Pittsburgh long has been allergic to a genuine two-party system, so a Republican machine ran the city then. Mr. Magee, a charming rogue in partnership with the harder-edged William Flinn, ruled all but absolutely.

"The city has been described physically as 'hell with the lid off,' '' Mr. Steffens wrote in McClure's magazine in May 1903. "Politically it is the same with the lid on.

"Magee wanted power, Flinn wealth. Each got both those things; but Magee spent his wealth for more power, and Flinn spent his power for more wealth.''

Rail, specifically the Pennsylvania Railroad, was king then. In Pittsburgh and in Harrisburg, its lobbyists distributed railroad passes to politicians. (Until Super Bowl tickets were invented, lobbyists had to make do.)

Rail barons became so adept at seizing land through eminent domain, Mr. Sullivan says, that America gained a new verb, "to railroad,'' meaning to rush something through. But the Magee-Flinn machine was too canny to just give plums away. The bosses kept the lion's share for themselves and the two men made ridiculous money.

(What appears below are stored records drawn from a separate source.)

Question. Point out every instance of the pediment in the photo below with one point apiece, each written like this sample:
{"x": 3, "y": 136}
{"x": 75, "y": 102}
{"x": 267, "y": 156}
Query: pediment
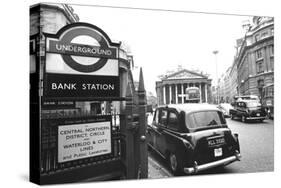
{"x": 184, "y": 74}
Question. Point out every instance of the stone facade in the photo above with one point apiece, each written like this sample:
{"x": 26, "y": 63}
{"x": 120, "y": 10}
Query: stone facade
{"x": 255, "y": 60}
{"x": 170, "y": 90}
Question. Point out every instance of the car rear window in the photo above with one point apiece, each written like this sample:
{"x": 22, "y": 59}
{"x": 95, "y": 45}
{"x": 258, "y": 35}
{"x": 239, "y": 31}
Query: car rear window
{"x": 204, "y": 119}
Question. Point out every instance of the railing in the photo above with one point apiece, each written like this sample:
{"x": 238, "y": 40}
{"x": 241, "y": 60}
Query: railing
{"x": 49, "y": 141}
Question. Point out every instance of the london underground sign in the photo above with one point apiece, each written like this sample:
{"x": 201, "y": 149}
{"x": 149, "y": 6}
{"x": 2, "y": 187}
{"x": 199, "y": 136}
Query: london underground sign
{"x": 81, "y": 63}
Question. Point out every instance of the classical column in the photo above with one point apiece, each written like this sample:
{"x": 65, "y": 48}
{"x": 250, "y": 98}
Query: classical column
{"x": 182, "y": 94}
{"x": 206, "y": 92}
{"x": 170, "y": 94}
{"x": 176, "y": 92}
{"x": 200, "y": 94}
{"x": 164, "y": 94}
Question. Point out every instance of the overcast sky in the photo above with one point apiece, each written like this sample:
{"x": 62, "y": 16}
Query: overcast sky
{"x": 162, "y": 40}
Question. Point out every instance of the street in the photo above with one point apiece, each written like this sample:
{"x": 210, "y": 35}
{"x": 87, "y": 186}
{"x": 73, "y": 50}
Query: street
{"x": 256, "y": 145}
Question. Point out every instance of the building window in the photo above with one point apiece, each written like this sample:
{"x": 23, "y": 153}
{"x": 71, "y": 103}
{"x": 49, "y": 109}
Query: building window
{"x": 257, "y": 37}
{"x": 260, "y": 86}
{"x": 263, "y": 35}
{"x": 260, "y": 67}
{"x": 271, "y": 50}
{"x": 271, "y": 61}
{"x": 259, "y": 54}
{"x": 272, "y": 31}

"Magee did not steal franchises and sell them. His councils gave them to him. He and the busy Flinn took them, built railways which Magee sold and bought and financed and conducted, like any other man whose successful career is held up as an example for young men.''

Mr. Magee's Consolidated Traction Company was capitalized at $30 million at a time when the city's public debt was $18 million, Mr. Steffens wrote. Yet Pittsburghers not only tolerated this legal graft for a quarter century, they revered Mr. Magee. When he died in 1901, they began pitching in for his monument.

His memorial stands near the Carnegie Library in Oakland. Dedicated in 1908, when it attracted a crowd of 2,000 people, this bronze-and-granite tribute to Christopher Lyman Magee was one of the final works of the great sculptor Augustus Saint-Gaudens.

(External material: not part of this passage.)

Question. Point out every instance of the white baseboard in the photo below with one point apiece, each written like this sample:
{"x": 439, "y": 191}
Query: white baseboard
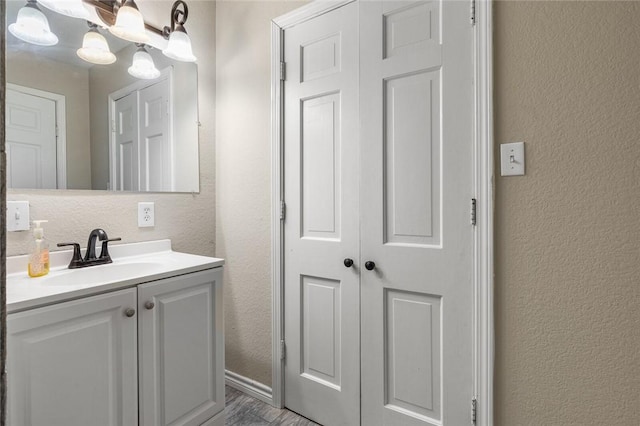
{"x": 252, "y": 388}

Magee-Womens, the hospital Mr. Magee founded in honor of his mother, stands at the site of one of his old railway administration buildings.

Mr. Sullivan's website, www.savingcommunities.org, has a long section under the heading "Private Railroads and Plunder.'' He believes "forward-thinking plunderers are recognizing that the era of the automobile is coming to an end, and want to get their transit back.''

I don't buy predictions of the car's demise, nor of any wholesale switch from public to private transit. But it's clear the Port Authority can't continue as a vital way to get around without a massive overhaul.

On Friday, the head of the transit union offered the equivalent of 13 percent in wage givebacks (with some of that diverted to the pension fund). The Port Authority board rejected that offer and decided Saturday to move ahead with the route cutbacks that take effect today.

And there's no talk of building any monuments to anyone.